But Katy Ashton, the director of the People’s History Museum (PHM), says her museum has been “left falling through the gap” after a process that Margaret Faull, the director of the National Coal Mining Museum for England (NCMM), describes as “years of negotiations, discussions and thousands of pounds of legal fees that were not worth the time and effort”.

The impetus for the move was a government commitment to reduce the number of quangos, but the eight museums are still funded through the public purse, while the Geffrye and the Horniman remain with the DCMS.

The Geffrye had approached the Greater London Authority and Arts Council England (ACE), but there wasn’t the appetite from the former, and the latter was not willing to take on the museum’s £1m pension liability, says David Dewing, the director of the Geffrye.

This led the DCMS to announce in 2013 that it would retain the Geffrye. But the process was “destabilising in a lot of ways”, says Dewing, as the museum’s audit team and senior staff had spent a lot of time in discussions, the museum wasn’t appointing new trustees and there was uncertainty over planning.

However, remaining with the DCMS has not spared either museum from cuts, with the Geffrye’s grant-in-aid at £1.4m in 2015-16, reduced by around 3% year-on-year since 2010-11, and the Horniman’s at £3.6m, down from £4.1m in 2010-11.

Tyne and Wear Archives and Museums (Twam) has been sponsored by the arts council since 2012, and is the only body to receive its core funding via a discrete area within ACE’s budgets.

In contrast to many of the other directors contacted for this article, Twam’s director Iain Watson describes the transition as “extremely smooth”. Twam’s funding is not ringfenced by the DCMS, but it received £5.5m over three years from 2012-15. It is still negotiating its funding agreement for 2015-16.

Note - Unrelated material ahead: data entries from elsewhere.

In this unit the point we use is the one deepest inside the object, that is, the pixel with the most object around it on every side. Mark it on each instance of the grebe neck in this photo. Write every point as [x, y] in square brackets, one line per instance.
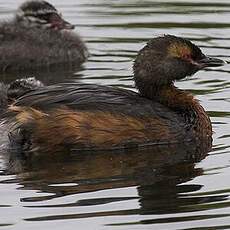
[184, 104]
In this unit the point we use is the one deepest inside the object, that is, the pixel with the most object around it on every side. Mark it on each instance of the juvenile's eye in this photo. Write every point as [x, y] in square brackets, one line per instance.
[45, 17]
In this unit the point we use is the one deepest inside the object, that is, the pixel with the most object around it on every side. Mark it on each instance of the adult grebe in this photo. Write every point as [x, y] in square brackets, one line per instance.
[72, 115]
[39, 37]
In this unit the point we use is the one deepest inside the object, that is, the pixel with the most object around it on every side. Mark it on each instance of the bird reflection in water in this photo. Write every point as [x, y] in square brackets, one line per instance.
[157, 172]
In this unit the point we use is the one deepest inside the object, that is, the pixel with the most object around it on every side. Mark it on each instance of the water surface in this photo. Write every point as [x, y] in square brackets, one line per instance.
[176, 187]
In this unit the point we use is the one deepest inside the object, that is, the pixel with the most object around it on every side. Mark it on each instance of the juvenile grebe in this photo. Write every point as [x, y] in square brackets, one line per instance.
[38, 37]
[72, 115]
[10, 92]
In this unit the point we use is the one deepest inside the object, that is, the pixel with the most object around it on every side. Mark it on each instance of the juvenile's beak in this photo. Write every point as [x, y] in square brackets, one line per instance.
[210, 62]
[59, 23]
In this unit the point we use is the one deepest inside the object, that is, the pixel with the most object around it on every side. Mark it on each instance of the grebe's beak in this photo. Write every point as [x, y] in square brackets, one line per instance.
[59, 23]
[210, 62]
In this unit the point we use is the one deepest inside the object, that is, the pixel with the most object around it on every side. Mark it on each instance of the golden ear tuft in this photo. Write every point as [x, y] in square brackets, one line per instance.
[179, 50]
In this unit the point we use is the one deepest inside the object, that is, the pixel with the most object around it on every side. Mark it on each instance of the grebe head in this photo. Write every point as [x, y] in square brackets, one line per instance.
[168, 58]
[41, 14]
[21, 86]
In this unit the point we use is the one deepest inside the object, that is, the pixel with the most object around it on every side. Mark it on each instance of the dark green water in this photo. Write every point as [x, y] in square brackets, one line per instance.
[168, 188]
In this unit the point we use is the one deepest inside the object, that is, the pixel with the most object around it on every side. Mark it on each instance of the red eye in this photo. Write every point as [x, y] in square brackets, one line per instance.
[186, 56]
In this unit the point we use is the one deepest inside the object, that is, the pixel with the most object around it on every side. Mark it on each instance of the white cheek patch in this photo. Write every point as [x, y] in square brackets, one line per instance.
[35, 19]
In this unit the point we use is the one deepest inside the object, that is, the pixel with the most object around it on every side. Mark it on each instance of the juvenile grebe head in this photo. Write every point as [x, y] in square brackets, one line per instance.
[21, 86]
[41, 14]
[168, 58]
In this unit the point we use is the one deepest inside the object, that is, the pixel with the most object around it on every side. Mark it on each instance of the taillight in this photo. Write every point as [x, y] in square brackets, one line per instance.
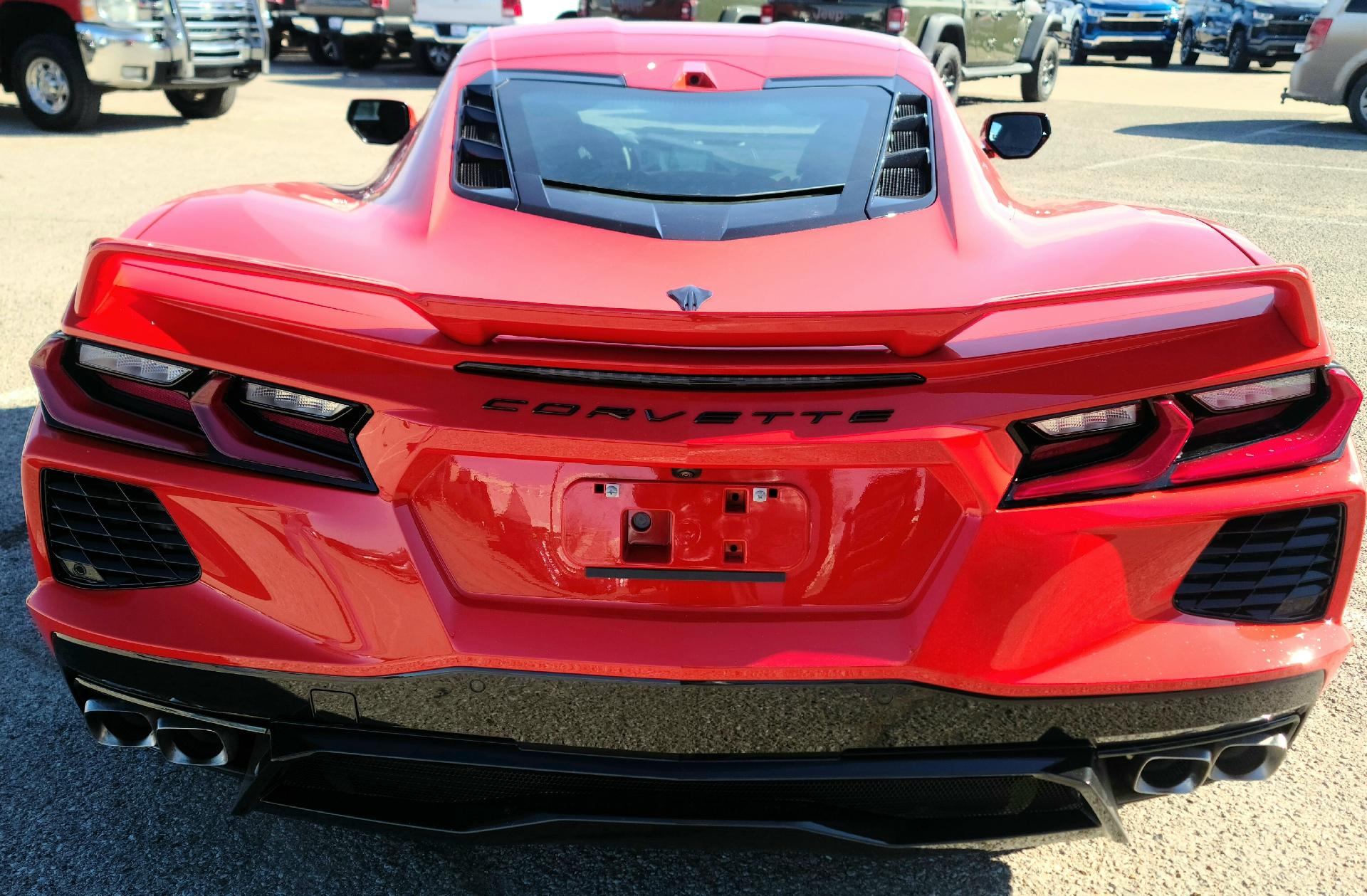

The National Football Museum secured a deal with Manchester City Council to move from Preston to the Urbis building in Manchester, and reopened in 2012 with a £2m-a-year revenue funding deal until 2022.

Its £105,000-a-year grant from the DCMS was cut in April 2011, despite director Kevin Moore’s hope that it would continue until 2015.

Manchester’s Museum of Science and Industry (Mosi) became part of the Science Museum Group (SMG) in 2012. Mosi’s funding is not ringfenced, and the SMG’s grant-in-aid has been cut in real terms by 30% since 2010.

The SMG also took on the administration of the NCMM’s budget, although it remains independent. The museum’s grant has been cut by about a third in real terms since 2010 and it has lost around 20% of its staff.

Only the Design Museum and the PHM have been left without sponsors. The former, which is moving to new premises in 2016, will see its £197,000 grant cut in April.

It has been given National Portfolio Organisation status by ACE, which will see it get £170,000 a year from 2015-18 to support its Designers in Residence programme and wider learning activities, but it will receive no core funding from April.

As for the PHM, the DCMS announced last month that it would grant the museum £100,000 for 2015-16, but from 2016-17, Ashton says it faces “an uncertain future”.